In the legal battle being waged in U.S. District Court, the route's opponents sought documents including correspondence with elected officials, employees and would-be contractors.

The Met Council filed a protective order fighting the request, but that was overruled by Magistrate Judge Steven Rau earlier this month. Now, the Met Council has filed a formal objection to Rau's decision, calling it "contrary to law."

The $1.77 billion transit project — the costliest of its kind in state history — would link downtown Minneapolis to Eden Prairie, traveling through St. Louis Park, Hopkins and Minnetonka. It is expected to begin service in 2020.

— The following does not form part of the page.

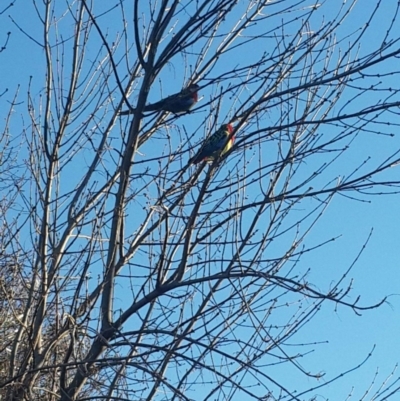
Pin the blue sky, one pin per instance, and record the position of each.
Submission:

The Lakes and Parks Alliance claims that the Met Council illegally limited its options to just one route — which involves sharing the Kenilworth corridor in Minneapolis with freight rail and the recreational trail through a series of bridges and tunnels.

U.S. District Judge John Tunheim is expected to rule on the Met Council's objection.

In a statement Monday, Met Council spokeswoman Kate Brickman said, "After reviewing the Met Council's actions last summer, Chief Judge Tunheim concluded the Met Council complied with state and federal law governing the environmental review of the SWLRT project.

"This small group of opponents now seeks to engage in a fishing expedition, hoping to find some new ground to undermine the proposed project which is supported by all the cities it will serve," she added. "This unprecedented attempt to revisit matters that have previously been ruled upon comes at a great cost to taxpayers."

In a statement, Lakes and Parks Alliance spokeswoman Mary Pattock said, "The Met Council is [again] trying to delay our lawsuit using the same argument the court has already denied three times! Why is it spending thousands of taxpayer money on attorneys to hide documents that belong to the public? One can only conclude that what they have to hide is illegal, embarrassing, or both."